A informação foi obtida com exclusividade pela CNN Brasil e divulgada nesta quarta-feira que afirmar: o custo total dos contratos mais caros foi de R$ 782,4 mil aos cofres públicos.
Uma empresa de Minas Gerais vendeu ao laboratório do Exército Brasileiro (LQFEx) ao menos dois lotes de insumos importados para a fabricação de cloroquina por um valor 167% mais alto do que ela mesma tinha cobrado em venda à mesma instituição dois meses antes. O custo total desses contratos mais caros foi de R$ 782,4 mil aos cofres públicos.
Documentos obtidos com exclusividade pela CNN revelam que o laboratório do Exército não contestou formalmente esse aumento no preço e só cobrou explicações por escrito à empresa depois de a compra, já finalizada, ter virado alvo de uma investigação no Tribunal de Contas da União (TCU).
Na semana passada, a Procuradoria-Geral da República também recebeu uma denúncia sobre a compra e analisa se vai instaurar inquérito. Para especialistas, a falta de justificativa para o aumento de preço dentro de um processo de compra pública pode configurar improbidade administrativa.
O Laboratório Químico e Farmacêutico do Exército já fabrica a cloroquina há anos para tratamento de malária, mas entrou em evidência em 2020 ao ampliar a produção para atender às demandas de distribuição do Ministério da Saúde de tratamento para a Covid-19. O remédio não tem eficácia comprovada contra a doença.
O grupo Sul Minas, representado pelas empresas Sul Minas Suplementos e Nutrição e Sul de Minas Ingredientes, forneceu ao Exército 300 kg de difosfato de cloroquina, a base do remédio, por R$ 488/kg no mês de março de 2020, mesmo preço de um registro licitado em 2019.
Dois meses depois, em maio, a mesma empresa vendeu 600 kg do produto ao governo por R$ 1.304/kg, sob a alegação de que os custos internacionais subiram, já que ela não fabrica o insumo, mas somente o importa da Índia.

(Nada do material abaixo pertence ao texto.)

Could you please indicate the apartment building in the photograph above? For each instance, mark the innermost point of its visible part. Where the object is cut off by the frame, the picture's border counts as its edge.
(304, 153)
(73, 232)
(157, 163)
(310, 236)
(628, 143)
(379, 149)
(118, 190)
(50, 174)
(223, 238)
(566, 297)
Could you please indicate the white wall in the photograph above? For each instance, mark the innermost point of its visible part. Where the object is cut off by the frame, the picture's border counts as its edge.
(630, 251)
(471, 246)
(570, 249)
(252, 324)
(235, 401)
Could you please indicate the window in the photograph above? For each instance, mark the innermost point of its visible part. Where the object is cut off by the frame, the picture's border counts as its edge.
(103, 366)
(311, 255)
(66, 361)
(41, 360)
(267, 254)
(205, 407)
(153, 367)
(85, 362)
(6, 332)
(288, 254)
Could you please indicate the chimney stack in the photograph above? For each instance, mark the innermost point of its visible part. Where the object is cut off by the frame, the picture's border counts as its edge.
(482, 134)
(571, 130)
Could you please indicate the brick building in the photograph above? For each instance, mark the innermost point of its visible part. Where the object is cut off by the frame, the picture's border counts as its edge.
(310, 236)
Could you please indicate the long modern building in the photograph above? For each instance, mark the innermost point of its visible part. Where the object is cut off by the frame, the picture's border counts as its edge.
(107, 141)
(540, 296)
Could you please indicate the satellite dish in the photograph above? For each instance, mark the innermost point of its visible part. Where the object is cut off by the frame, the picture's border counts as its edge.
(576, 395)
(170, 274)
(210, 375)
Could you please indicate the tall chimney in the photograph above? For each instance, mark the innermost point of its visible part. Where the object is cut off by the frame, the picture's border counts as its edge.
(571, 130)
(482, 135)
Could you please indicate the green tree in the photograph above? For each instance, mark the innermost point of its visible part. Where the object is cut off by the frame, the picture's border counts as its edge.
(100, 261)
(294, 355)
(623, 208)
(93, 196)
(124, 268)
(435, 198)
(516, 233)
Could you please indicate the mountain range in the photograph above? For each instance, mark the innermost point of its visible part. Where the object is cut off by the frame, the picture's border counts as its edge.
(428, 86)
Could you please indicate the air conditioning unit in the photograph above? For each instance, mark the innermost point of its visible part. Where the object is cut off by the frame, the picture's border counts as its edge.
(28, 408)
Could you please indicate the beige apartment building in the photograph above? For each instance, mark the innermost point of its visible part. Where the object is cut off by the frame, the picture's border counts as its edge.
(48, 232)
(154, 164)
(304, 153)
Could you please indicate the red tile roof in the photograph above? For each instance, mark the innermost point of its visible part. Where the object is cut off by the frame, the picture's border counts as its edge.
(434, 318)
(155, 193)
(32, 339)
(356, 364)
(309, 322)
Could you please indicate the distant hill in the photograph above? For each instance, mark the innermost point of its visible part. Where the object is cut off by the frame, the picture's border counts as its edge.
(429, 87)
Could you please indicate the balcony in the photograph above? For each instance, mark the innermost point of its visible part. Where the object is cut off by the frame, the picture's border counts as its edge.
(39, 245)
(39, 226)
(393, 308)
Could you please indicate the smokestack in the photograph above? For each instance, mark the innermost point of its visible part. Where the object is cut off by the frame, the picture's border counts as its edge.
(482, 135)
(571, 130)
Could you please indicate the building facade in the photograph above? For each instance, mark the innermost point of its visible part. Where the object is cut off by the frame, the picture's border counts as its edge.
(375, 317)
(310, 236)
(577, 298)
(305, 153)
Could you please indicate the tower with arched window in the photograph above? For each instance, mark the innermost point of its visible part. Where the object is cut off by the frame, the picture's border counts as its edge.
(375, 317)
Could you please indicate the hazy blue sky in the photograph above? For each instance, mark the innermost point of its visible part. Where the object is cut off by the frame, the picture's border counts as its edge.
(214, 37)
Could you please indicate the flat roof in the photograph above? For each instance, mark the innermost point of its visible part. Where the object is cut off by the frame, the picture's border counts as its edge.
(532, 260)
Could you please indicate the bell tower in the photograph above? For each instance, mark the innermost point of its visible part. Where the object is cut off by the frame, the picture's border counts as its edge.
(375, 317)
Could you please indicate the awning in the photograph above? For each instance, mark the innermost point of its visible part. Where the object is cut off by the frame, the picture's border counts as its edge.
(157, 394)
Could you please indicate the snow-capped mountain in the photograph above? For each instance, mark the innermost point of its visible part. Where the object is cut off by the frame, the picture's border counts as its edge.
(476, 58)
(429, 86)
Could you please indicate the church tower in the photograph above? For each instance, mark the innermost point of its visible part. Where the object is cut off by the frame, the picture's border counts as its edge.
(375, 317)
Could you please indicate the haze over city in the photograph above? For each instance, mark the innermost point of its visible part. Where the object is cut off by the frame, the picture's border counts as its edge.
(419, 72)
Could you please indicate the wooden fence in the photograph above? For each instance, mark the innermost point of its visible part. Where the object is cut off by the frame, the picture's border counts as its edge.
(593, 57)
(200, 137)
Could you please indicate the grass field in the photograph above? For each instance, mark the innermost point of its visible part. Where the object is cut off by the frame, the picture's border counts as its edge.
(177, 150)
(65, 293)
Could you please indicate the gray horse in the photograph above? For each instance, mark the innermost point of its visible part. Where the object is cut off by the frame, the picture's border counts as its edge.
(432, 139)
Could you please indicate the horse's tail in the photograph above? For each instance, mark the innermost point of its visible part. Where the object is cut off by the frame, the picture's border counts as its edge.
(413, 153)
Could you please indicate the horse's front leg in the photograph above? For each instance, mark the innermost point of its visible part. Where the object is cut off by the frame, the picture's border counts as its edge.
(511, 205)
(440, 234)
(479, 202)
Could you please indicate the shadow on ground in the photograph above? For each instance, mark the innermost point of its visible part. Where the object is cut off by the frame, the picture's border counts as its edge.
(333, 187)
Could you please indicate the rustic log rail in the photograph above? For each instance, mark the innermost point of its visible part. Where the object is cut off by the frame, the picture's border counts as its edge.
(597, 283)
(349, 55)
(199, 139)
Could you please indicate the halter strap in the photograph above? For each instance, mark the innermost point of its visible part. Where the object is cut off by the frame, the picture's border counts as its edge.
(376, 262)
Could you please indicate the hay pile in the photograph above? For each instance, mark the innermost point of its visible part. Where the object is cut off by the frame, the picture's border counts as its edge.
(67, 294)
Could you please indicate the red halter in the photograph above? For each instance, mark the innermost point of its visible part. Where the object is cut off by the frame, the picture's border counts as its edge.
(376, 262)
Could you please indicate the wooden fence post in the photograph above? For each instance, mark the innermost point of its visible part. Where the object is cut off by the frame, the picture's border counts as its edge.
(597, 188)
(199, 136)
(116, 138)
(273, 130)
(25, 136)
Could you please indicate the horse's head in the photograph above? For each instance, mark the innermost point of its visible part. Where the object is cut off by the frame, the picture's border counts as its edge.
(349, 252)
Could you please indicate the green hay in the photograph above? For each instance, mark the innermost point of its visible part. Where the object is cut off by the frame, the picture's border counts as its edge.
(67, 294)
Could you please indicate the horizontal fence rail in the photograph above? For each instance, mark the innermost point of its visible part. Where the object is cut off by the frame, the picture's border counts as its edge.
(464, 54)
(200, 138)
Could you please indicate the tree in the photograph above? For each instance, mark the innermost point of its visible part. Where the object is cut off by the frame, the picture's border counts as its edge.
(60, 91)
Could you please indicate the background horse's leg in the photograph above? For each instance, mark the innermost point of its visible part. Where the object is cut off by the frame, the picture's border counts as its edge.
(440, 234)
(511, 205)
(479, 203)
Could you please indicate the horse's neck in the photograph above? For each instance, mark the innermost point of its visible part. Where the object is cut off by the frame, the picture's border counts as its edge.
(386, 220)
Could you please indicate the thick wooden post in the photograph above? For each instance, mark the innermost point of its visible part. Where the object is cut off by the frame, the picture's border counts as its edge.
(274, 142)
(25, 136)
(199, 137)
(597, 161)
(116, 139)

Marcelo Luis Mazzaro, um dos responsáveis pela empresa, alegou em carta ao laboratório no dia 21 de julho, depois da venda, que a fabricante e fornecedora do produto, a IPCA, teria elevado seu preço em 300% em março de 2020 e em 600% em abril, somado ao aumento de 300% no custo do frete internacional e a variação cambial de 45%.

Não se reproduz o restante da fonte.